Bouteldja’s vision is thus remarkably inclusive. The struggle, she asserts, will not be against but beside the children of the Harki, those indigenous Algerians who served in the French Army during the country’s war of independence. Bouteldja thus implies affiliation as well with the dhimmis of the Republic and the Senegalese riflemen — with, in essence, Jewish Zionists — whose children too must join the decolonial camp. The white working class must also be engaged, not out of a romantic humanism or color-blind universalism but because the indigenous need to anticipate and combat the reactionary phantasms of nationalism and racism that will inevitably accompany the development of a decolonial force. And finally, the indigenous must assist the anti-racist and anti-imperialist whites who are seeking help in annihilating the white man at the center of their being.
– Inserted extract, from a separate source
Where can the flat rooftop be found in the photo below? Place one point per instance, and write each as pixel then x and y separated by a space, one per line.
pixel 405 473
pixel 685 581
This sophisticated balance between autonomy and convergence, which prioritizes the claims of the indigenous while advocating the political organization of white communities, holds tremendous promise for an American left caught between a class-based politics and an identity-obsessed caricature of intersectionality.
Bouteldja ends with a stirring critique of French secularism (laïcité), its collusion with state racism, and the disenchanted white man with which it replaces God. She outlines the ambivalent promise found in non-secular traditions for subduing the hedonistic, consumerist self unleashed by Western culture. In an uncanny reminder of the problem Jews posed to Enlightenment Europe, Bouteldja deftly recognizes that, to enlightened white Frenchmen, their Muslim countrymen are an enigma: despite the generous offer of rationality, liberal democracy, and modernity, they still cling to pre-modern Islamic law and tradition. As a result, they are also a threat, because they “know something that escapes white Reason.”
Secular readers may squirm at Bouteldja’s frank discussion of God and the radical potential of submission before the One. Such a response would only reveal their own submission to the hegemony of the secular, with its dismissive racializing of the religious. Theologies of liberation — liberation utopias, as Bouteldja calls them — elaborate subaltern knowledge that not only critiques the disenchanted white man and his attendant violence, but also offers all those in the Global North — whites, Jews, and indigenous — tools for imagining alternative futures. Whites, Jews, and Us is a challenging text that provokes just as much as it consoles and illuminates. But in order to build a forceful decolonizing coalition that aspires to collective liberation, we must have the patience to listen to, the tenacity to challenge, and the humility to learn from the work of this colonized woman.